Have you noticed a pothole starting to form on your asphalt pavement? Even if the hole is small, it can pose a serious safety risk to vehicles and pedestrians on your property. The asphalt damage will worsen if you ignore the pothole. So take action to fix this structural concern as soon as you can.
The quickest way to fix a pothole in most scenarios is through surface patching. But will this prompt job actually help your pavement in the long run without more extensive repair work? Read on to find more detailed advice about how patching will impact your damaged pavement.
Prompt Pavement Patching Stops Further Damage
Surface patching involves applying special asphalt glue to the damaged part of the pavement and then laying down fresh, hot asphalt to cover the hole. If you intend to do this job on your own, then hot asphalt might be difficult to work with and dangerous. In this case, you can use a cold asphalt patching material that will also work under less-than-ideal weather conditions, like after rainfall.
This added layer smooths over the damaged surface of the pavement and fills the pothole. It will resolve the safety hazard on your property and also stop the hole from growing wider and deeper.
It blocks moisture from seeping into this vulnerable part of the pavement to reach the foundation and causing even more damage. Therefore, you can save money on more extensive repair work for your pavement.
Patching can cost less and finish quicker than more reliable pavement repair. And this makes it a better fix than waiting for a more extensive job.
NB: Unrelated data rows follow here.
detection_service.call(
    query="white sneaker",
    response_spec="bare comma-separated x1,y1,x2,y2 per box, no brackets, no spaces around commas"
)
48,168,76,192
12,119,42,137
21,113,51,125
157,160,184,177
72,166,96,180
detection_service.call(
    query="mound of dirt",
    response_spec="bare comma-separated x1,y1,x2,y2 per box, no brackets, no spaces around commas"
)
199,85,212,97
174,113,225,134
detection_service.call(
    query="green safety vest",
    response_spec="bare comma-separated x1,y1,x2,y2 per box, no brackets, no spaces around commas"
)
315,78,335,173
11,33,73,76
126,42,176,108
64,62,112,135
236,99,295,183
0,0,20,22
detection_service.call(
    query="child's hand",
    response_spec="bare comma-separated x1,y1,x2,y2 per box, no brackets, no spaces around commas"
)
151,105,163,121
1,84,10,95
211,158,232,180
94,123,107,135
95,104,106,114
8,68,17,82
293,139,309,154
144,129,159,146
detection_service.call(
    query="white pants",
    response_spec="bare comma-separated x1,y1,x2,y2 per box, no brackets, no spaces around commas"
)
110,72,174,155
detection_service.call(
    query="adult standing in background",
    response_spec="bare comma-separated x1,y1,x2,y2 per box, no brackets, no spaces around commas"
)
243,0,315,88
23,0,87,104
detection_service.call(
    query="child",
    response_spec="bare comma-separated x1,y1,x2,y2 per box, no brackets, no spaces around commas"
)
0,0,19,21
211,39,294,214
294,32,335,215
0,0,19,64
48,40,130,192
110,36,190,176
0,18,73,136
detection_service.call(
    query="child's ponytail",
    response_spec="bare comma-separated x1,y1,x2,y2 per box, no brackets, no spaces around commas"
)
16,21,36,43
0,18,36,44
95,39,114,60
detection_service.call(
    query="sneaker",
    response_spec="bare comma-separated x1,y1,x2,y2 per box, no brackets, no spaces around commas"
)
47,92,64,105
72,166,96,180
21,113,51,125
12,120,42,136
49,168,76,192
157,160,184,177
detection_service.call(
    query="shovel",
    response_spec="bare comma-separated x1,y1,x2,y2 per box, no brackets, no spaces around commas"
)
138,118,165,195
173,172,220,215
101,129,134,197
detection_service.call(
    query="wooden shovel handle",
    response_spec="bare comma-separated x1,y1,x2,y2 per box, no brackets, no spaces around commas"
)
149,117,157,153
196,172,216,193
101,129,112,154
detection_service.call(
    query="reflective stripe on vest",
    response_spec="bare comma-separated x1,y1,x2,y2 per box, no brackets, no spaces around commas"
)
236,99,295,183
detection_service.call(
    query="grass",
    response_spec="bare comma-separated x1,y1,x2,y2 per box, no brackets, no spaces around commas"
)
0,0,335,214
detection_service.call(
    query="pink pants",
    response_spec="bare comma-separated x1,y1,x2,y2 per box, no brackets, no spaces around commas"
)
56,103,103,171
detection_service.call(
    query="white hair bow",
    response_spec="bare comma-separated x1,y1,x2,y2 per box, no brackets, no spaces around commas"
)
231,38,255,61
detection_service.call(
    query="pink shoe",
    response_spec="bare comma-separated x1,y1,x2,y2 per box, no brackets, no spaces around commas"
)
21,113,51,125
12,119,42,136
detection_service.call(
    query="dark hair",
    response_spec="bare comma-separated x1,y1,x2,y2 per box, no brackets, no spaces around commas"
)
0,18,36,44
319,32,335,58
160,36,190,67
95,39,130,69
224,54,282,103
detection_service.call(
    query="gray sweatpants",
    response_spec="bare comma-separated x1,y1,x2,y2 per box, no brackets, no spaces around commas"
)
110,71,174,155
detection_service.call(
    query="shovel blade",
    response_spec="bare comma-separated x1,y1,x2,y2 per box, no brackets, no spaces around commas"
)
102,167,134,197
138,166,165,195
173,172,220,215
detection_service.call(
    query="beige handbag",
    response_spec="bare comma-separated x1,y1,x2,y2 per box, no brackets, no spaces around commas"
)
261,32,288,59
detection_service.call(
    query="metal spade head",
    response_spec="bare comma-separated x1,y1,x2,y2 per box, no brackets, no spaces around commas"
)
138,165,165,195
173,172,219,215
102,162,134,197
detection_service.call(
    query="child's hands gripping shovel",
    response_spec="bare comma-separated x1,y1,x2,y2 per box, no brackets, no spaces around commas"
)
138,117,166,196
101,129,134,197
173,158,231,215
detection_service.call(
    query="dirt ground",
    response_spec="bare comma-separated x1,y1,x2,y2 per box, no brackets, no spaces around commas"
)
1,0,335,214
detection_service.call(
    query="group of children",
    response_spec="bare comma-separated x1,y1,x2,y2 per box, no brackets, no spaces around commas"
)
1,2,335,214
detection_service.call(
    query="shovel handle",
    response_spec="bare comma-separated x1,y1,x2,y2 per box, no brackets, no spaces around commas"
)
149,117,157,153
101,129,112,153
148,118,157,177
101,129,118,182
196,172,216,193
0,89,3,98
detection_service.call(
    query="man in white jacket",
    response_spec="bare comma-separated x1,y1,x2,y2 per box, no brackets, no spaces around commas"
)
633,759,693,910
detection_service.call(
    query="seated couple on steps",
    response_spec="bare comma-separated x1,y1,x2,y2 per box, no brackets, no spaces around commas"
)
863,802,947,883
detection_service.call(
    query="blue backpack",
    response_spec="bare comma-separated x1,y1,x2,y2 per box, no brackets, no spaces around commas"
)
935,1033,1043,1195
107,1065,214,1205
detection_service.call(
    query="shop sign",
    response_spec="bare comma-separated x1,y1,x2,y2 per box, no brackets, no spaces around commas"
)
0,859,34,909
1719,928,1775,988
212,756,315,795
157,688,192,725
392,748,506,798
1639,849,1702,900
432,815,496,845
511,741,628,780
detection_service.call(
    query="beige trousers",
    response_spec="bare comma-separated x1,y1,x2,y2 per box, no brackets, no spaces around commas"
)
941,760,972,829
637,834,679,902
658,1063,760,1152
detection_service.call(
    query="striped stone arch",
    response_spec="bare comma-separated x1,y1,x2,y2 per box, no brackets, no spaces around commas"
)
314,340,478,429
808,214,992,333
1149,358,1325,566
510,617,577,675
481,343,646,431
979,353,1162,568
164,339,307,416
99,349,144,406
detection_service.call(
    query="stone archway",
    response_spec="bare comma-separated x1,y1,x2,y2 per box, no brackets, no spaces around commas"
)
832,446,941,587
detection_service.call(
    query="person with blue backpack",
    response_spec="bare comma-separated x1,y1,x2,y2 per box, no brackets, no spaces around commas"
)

But patching will not protect the pavement forever.
Seek Permanent Pavement Repair ASAP
Surface patching your pavement is intended to be a temporary fix for structural damage to your asphalt. Hot asphalt patching can last several years. But cold patching will only endure for two or three years maximum before you need to replace the asphalt.
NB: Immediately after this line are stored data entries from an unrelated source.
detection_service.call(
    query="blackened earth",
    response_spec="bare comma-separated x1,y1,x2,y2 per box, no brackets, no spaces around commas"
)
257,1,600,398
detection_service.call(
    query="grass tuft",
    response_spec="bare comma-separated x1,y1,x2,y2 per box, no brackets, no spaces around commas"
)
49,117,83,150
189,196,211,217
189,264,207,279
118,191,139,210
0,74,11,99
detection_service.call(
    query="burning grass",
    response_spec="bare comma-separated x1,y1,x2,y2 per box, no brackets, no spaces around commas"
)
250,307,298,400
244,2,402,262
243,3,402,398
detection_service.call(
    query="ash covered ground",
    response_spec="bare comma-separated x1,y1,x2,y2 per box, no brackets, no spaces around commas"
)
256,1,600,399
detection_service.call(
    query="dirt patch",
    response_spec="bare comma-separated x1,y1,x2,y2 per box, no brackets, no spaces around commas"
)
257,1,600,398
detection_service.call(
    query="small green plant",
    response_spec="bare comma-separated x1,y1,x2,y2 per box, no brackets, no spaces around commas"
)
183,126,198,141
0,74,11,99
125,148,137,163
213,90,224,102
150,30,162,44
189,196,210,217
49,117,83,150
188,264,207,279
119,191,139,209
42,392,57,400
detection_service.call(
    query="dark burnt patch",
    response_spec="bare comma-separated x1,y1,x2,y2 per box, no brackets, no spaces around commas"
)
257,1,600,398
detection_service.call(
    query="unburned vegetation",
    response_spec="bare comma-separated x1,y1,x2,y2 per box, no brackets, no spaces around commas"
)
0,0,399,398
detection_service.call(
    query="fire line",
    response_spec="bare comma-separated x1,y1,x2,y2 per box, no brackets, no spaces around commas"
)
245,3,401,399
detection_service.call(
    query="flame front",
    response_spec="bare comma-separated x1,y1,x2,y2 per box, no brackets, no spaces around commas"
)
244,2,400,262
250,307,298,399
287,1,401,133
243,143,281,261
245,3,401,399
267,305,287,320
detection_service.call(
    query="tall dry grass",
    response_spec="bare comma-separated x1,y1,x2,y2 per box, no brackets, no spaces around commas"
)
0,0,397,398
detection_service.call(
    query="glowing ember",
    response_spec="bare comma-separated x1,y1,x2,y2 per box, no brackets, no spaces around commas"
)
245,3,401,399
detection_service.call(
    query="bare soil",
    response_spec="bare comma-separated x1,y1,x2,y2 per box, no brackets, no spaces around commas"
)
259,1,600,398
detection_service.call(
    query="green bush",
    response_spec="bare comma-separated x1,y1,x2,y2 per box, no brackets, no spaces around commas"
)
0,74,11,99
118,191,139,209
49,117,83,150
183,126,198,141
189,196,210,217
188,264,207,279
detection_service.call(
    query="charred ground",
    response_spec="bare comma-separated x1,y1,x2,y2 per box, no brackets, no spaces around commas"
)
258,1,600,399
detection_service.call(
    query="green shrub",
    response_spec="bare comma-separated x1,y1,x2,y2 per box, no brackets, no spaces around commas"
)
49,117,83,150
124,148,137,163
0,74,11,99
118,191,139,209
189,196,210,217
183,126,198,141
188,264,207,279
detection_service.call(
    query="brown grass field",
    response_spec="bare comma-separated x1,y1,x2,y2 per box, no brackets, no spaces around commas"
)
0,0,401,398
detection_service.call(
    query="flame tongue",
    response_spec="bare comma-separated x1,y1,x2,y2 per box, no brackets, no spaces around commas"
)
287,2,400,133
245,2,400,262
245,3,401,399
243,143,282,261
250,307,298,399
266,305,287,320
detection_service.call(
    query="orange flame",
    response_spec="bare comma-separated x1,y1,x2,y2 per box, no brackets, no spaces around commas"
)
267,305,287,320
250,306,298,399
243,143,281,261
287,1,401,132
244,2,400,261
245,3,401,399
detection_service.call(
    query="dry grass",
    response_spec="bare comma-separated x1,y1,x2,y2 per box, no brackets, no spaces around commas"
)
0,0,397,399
So once you restore your pavement with the patching fix, do not delay consulting a paving contractor about a more permanent repair for your pavement. They can evaluate the extent of the damage. And they can give you an estimate for the pavement repair work at no cost to you. You can learn if resurfacing or replacing the pavement will best suit your property when you consult with a professional.
Seal Coat After Pavement Repairs
For optimal pavement restoration and protection, you should seal coat your asphalt pavement after any kind of repair work, including patching. Seal coating involves applying a layer of protective lacquer to the finished pavement. This creates an added barrier between moisture and other harmful elements and your asphalt.
This elongates the lifespan of the pavement so that you can see more productive time before cracks or potholes reappear on the asphalt. Even if you have an existing seal coat on your pavement, you should redo it every three to five years to maintain this strong shield.